The present invention is a novel means of removing heavier hydrocarbon components from natural gas that combines what heretofore have been individual equipment items into a common housing, thereby reducing the plot space requirements, the capital cost of the plant, and (more importantly) the capital cost of the associated platform or ship. In addition, the more compact arrangement also eliminates much of the piping used to interconnect the individual equipment items in traditional plant designs, further reducing capital cost and also eliminating the associated flanged piping connections. Since piping flanges are a potential leak source for hydrocarbons (which are volatile organic compounds, VOCs, that contribute to greenhouse gases and may also be precursors to atmospheric ozone formation), eliminating these flanges reduces the potential for atmospheric emissions that may damage the environment.

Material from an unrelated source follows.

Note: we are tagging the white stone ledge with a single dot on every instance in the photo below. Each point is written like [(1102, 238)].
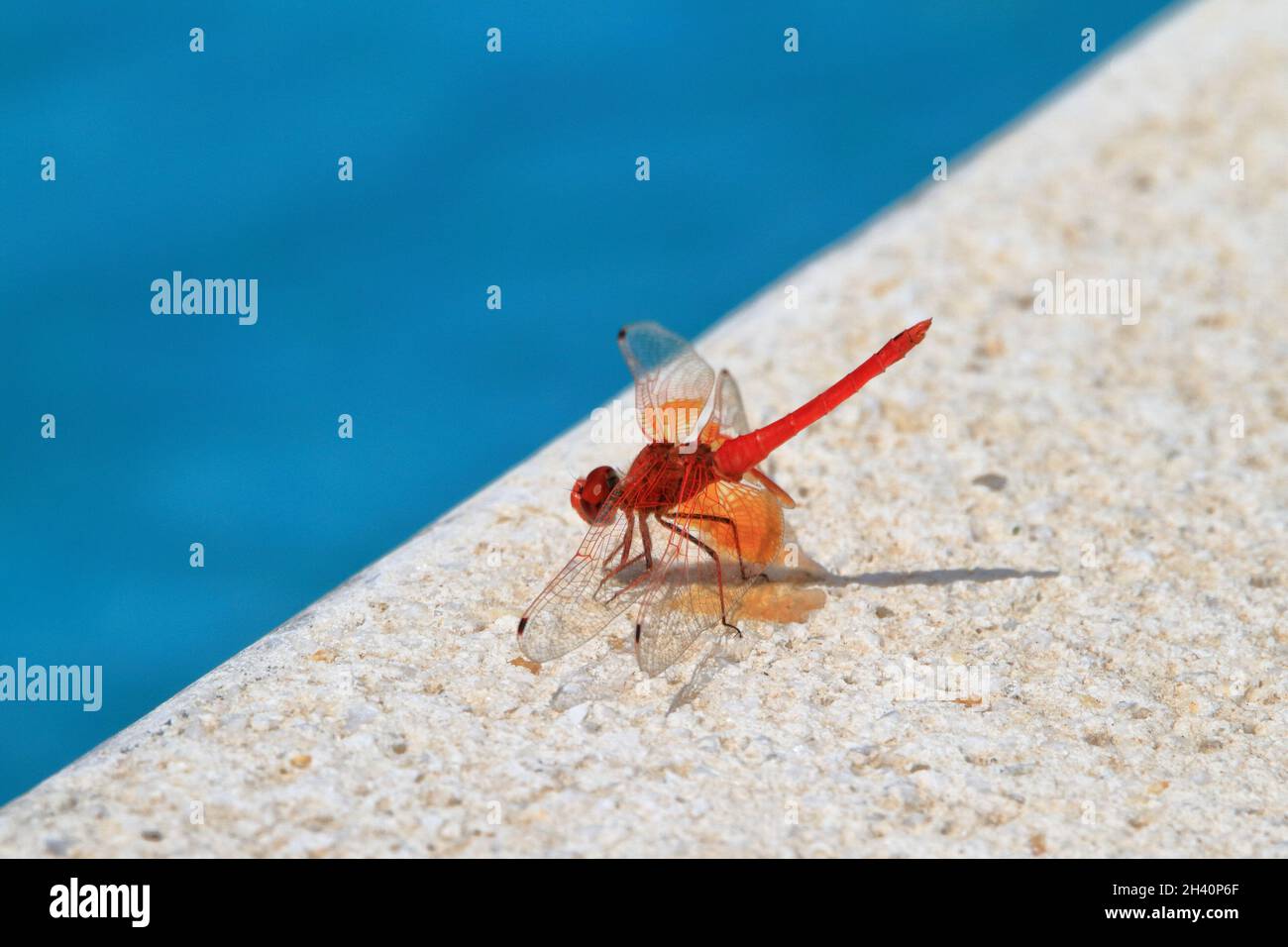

In the following explanation of the above figures, tables are provided summarizing flow rates calculated for representative process conditions. In the tables appearing herein, the values for flow rates (in moles per hour) have been rounded to the nearest whole number for convenience. The total stream rates shown in the tables include all non-hydrocarbon components and hence are generally larger than the sum of the stream flow rates for the hydrocarbon components. Temperatures indicated are approximate values rounded to the nearest degree. It should also be noted that the process design calculations performed for the purpose of comparing the processes depicted in the figures are based on the assumption of no heat leak from (or to) the surroundings to (or from) the process. The quality of commercially available insulating materials makes this a very reasonable assumption and one that is typically made by those skilled in the art.
For convenience, process parameters are reported in both the traditional British units and in the units of the Systeme International d'Unités (SI). The molar flow rates given in the tables may be interpreted as either pound moles per hour or kilogram moles per hour. The energy consumptions reported as horsepower (HP) and/or thousand British Thermal Units per hour (MBTU/Hr) correspond to the stated molar flow rates in pound moles per hour. The energy consumptions reported as kilowatts (kW) correspond to the stated molar flow rates in kilogram moles per hour.